Perrys’ Motoring journalist, Tim Barnes-Clay, said: “Some motorists believe it’s okay to behave on the road in a way they would never think of behaving in other parts of their lives. This is most likely because being in a vehicle has the effect of de-humanising a situation of discord. We tend to disregard the risk of possible penalties, either to ourselves or to others, so we aim our frustration and annoyance at those who get in our way, or whose driving actions irk us.”
We’ve pinpointed a few steps that will help lower the risk for a driver being the target of someone else’s hostility:
Keep calm and demonstrate self-control. Every car trip brings the risk of weariness and conflict. Make a promise to be patient. Try and avoid using your horn and don’t make gestures in fury.
Shun competition and refuse to accept the longing to ‘get even’. If the standard of someone else’s driving upsets you, don’t try to educate or reprimand them.

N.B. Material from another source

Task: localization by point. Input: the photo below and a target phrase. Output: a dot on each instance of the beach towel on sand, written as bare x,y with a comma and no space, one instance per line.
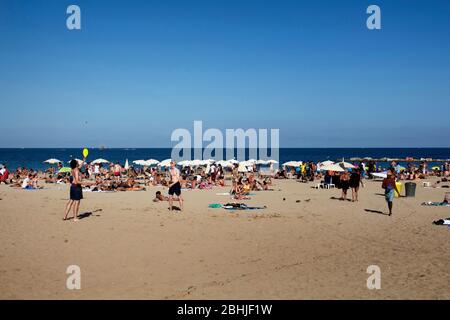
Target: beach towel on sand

Don’t force your way into traffic queues. If you wait and signal, you won’t wait long before another motorist lets you in. But other drivers don’t like being made to give way.
Say sorry and say thank you. Good manners help to boost co-operation on the road. If you make a gaffe or maybe cut things a little fine, then a signal of apology avoids conflict and helps neutralise anger.
Drive away from trouble. If you feel genuinely threatened by another motorist, then make sure your car doors are locked and drive calmly to a busy area or the nearest police station.
Tim Barnes-Clay concludes: “It’s all about being thoughtful, patient and tolerant. We all make blunders from time to time. Remember also that some motorists will be out there looking for an argument. They may take pleasure as a situation intensifies – but no one has control over how it will end, and that’s what makes any participation potentially so risky.”